In the medieval world it was customary for map-makers to draw maps with Jerusalem at its centre. In doing so they blended myth and reality. A 1300 Hereford Mappa Mundi, with Jerusalem marked at the centre is an example of just such a map. It made room for the Garden of Eden in the eastern reaches of the circular medieval world. The map was studded with real place names - Rome, Paris, Oxford, Alexandria - and with references to biblical lands stretching to the Red Sea and Arabia. But it was also decorated with images from myths that dominated the medieval mind: unicorns, sphinxes, mandrakes. Myth and reality blended seamlessly until, tragically, renaissance map-makers stripped myth from their world view, even removing the charming decorative heads of wind, cheeks bulging, blowing from the margins of the maps.

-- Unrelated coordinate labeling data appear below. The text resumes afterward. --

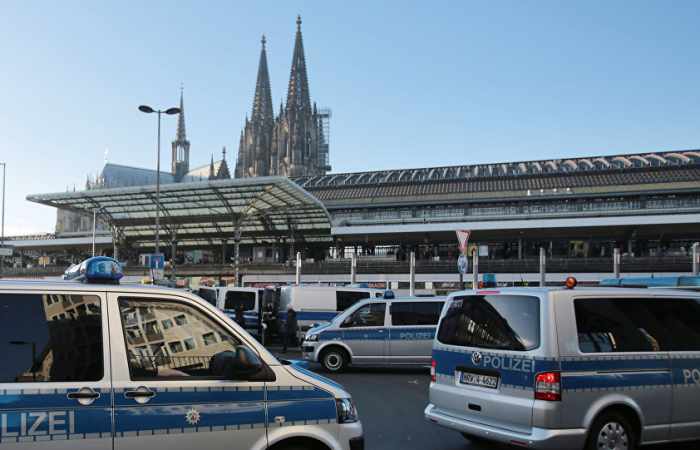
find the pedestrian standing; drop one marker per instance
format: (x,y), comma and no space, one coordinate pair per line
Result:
(240,315)
(290,330)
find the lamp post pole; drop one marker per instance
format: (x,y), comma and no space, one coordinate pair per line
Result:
(170,111)
(158,190)
(2,226)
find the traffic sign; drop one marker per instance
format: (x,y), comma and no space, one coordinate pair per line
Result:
(462,264)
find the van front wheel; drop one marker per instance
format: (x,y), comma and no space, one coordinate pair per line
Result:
(334,359)
(612,431)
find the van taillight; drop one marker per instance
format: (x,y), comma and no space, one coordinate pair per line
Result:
(548,386)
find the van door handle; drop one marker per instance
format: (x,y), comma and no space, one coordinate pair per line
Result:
(141,394)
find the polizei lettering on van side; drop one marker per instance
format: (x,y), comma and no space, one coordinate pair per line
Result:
(37,423)
(507,363)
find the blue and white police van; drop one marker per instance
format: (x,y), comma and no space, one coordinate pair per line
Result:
(98,365)
(384,331)
(598,368)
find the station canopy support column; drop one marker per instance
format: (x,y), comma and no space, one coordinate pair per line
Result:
(206,213)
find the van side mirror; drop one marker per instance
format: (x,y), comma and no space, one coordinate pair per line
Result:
(239,365)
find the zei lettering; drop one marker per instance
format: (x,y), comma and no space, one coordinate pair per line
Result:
(416,336)
(691,376)
(37,423)
(508,363)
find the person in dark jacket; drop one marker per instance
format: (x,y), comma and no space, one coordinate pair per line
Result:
(240,318)
(290,330)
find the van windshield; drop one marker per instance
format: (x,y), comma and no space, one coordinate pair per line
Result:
(235,299)
(505,322)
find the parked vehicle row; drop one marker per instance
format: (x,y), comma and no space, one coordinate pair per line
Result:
(98,365)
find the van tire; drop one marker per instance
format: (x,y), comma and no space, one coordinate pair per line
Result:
(612,423)
(334,359)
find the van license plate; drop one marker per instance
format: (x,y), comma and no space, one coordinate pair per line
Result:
(477,379)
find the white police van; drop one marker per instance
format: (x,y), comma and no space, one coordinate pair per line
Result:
(599,368)
(252,300)
(98,365)
(320,304)
(384,331)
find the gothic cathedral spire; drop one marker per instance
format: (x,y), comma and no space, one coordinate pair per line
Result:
(262,101)
(298,89)
(181,146)
(256,139)
(291,144)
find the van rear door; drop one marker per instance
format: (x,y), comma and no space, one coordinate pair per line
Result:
(484,360)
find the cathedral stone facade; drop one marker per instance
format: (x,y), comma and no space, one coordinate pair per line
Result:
(294,142)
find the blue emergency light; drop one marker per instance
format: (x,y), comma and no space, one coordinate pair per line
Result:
(98,269)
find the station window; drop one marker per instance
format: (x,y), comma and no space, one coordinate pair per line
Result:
(40,342)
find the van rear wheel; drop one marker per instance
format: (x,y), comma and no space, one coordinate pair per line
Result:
(334,359)
(612,431)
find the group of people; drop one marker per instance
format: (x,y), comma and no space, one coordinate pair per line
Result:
(289,329)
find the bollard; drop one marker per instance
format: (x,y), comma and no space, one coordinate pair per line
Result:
(616,262)
(412,275)
(543,267)
(475,268)
(353,268)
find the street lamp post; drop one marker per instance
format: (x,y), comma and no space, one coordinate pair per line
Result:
(170,111)
(2,226)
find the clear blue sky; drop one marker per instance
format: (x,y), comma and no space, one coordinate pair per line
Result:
(410,83)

Prior to the onslaught of Christianity, Delphi Greece was regarded as the centre of the universe. An ancient tradition told how Zeus dispatched two swift eagles, one from the furthermost West and another from the furthermost East and they flew back towards each other. The birds met at Delphi and there the stone was set. The stone was henceforward known as omphalos, or navel of the world, the exact spot that was believed to be the centre of the earth. The omphalos, a sacred stone of a vaguely conical shape, was believed to be a dwelling place of the god. The tradition was reinforced by votive gifts, in navel form, which were sent to the Delphic oracle for centuries: one of these was an impressive eagle-adorned omphalos of the fifth century B.C. A later omphalos can be seen in the museum at Delphi.

In 'Women Who Run With The Wolves' Clarissa Pinkola Estes refers to Descansos, a symbol that marks a death (pages 365-366). She speaks of the thousands of deaths that we have each experienced as hopes and dreams are cut off and we take new directions. Making Descansos involves mapping intimate terrain - marking with a cross on a graph the places, starting with infancy, all the way to the present, where parts and pieces of ourselves have died.

Consider the following questions that have been framed in geographical terms.

Where are the boundaries of your body?
Where are your deserts? Your rivers? Cliffs? Mountain Ranges? Cliffs? Caves? Jungles? 
Where are your uncharted lands? Your frontiers?
If someone were to explore the uncharted lands what might they find?
Where are wars and conflicts being fought? Where are your tension spots? Is a passport needed to enter your territory?

Frame questions in a geographical format and make a map of your personal terrain. Get inspired and use tactile images to enhance your map.